Sonny The Bronco Conto è nato nella zona sud di Filadelfia, 24 anni fa.
I suoi nonni sono italiani.
È un pugile professionista, imbattuto dopo sei match (6-0, 5 ko). Peso massimo, sotto i cento chili per 1.93 di altezza.
Ha cominciato come lottatore. Era ancora un ragazzo quando ha deciso di scegliere la boxe.

È cresciuto nella 9th Street, quella dove abitava Rocky Balboa nel primo film della serie Rocky. La sua casa era a pochi edifici dal mercato italiano, quello in cui Silvester Stallone corre tra le bancarelle, di prima mattina per allenarsi.

Il suo coach è il papà, Frank. Si prepara in una palestra sistemata all’interno di Mickey’s Auto Repair, un salone d’auto in Chadwick street.

“Il vero Rocky sono io” dice. E la chiude qui.

 

Discreta carriera da dilettante.
Da professionista non ha ancora affrontato rivali che possano essere considerati dei test attendibili per conoscere il suo reale valore. È veloce, sicuro, porta bene i colpi girati. Un pugile tutto da scoprire.

La S-Jam Boxing che cura la carriera di Guido Vianello per la Top Rank ha detto al giornale The Athletic che potrebbe essere proprio Conto il prossimo rivale dell’italiano (7-0, 7 ko) nei primi mesi del 2021.

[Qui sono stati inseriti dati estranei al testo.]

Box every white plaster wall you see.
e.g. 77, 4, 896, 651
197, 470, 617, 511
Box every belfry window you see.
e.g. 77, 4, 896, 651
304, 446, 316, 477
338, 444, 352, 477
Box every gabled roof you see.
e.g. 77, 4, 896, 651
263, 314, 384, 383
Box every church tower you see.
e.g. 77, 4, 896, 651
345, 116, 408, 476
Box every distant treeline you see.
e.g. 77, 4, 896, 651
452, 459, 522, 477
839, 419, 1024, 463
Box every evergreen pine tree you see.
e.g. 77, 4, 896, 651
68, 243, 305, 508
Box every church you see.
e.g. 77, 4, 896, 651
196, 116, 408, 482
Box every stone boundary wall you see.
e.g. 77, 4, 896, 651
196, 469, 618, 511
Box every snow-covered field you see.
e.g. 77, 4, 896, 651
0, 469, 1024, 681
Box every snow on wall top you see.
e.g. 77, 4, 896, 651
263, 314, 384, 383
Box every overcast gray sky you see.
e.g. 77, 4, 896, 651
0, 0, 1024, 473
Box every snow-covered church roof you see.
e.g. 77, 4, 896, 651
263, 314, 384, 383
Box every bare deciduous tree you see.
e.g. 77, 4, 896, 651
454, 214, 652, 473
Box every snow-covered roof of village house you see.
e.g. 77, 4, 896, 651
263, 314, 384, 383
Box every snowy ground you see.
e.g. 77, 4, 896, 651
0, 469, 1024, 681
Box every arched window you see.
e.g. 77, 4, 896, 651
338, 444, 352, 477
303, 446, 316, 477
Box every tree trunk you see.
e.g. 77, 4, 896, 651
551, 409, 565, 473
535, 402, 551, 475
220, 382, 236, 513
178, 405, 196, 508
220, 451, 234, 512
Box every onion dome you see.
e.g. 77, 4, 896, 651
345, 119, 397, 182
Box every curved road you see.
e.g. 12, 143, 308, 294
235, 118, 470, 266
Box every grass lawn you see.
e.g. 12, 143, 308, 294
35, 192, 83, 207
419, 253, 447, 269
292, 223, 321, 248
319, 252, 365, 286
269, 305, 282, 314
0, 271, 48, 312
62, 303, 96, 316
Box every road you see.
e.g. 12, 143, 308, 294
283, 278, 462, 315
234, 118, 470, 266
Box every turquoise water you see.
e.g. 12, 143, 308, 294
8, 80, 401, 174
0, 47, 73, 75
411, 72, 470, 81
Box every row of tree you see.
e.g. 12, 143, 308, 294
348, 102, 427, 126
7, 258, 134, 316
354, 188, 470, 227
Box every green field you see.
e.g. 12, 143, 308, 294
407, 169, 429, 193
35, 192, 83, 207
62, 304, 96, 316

Anche Conto boxa per Bob Arum.
Il suo manager è David McWater. È stato proprio lui a rispondere così al giornale, quando gli hanno chiesto cosa pensasse di questo match: “Sono dei pagliacci. Non penso che Vianello abbia nulla in più di Sonny. Quello che vedi ora è quello che l’italiano sarà tra cinque o dieci anni, imbarazzante.”

 

5 commenti

  1. In realtà McWater – che ha pienamente ragione – ha detto che Vianello rimarrà un “awkward stiff”. Ovvero, un pugile rigido e goffo.

    Traduzione romana: una pippa.

      • Certo, capisco, è una questione di stile. Lei, onestamente, che opinione ha di Vianello?

      • È un neo pro in cerca di un’identità. A me sembra che, rispetto al momento in cui ha lasciato l’Italia, sia migliorato nel sinistro. Ora è leggermente più pesante. Ha ancora molta strada davanti. Quando attacca sbraccia, lasciando spazi liberi per un incontrista di medio valore. Temo che davanti a un rivale veloce possa trovarsi in grossa difficoltà. Spero non si sia convinto di essere diventato un picchiatore. I suoi avversari non erano test attendibili. È normale che cominci la carriera professionistica con incontri di questo tipo, ma credo sia arrivato il momento di salire di qualità. E di migliorare il destro, prima lo portava quasi fosse uno schiaffo, ora ha leggermente stretto il colpo, ma non basta. Deve comunque fare molta attenzione. Continuando a mettere giù quelli che negli Stati Uniti chiamano Tomato Can, al primo impatto con un pugile vero potrebbe rischiare molto. Gli auguro il meglio.

  2. Grazie per la sua risposta.

    Concordo pressoché in tutto. In effetti, al di là dell’augurio finale, la mia impressione è che l’ascesa (per così dire) di Vianello finirà non appena affronterà avversari di livello superiore ai “tomato can” da lei evocati.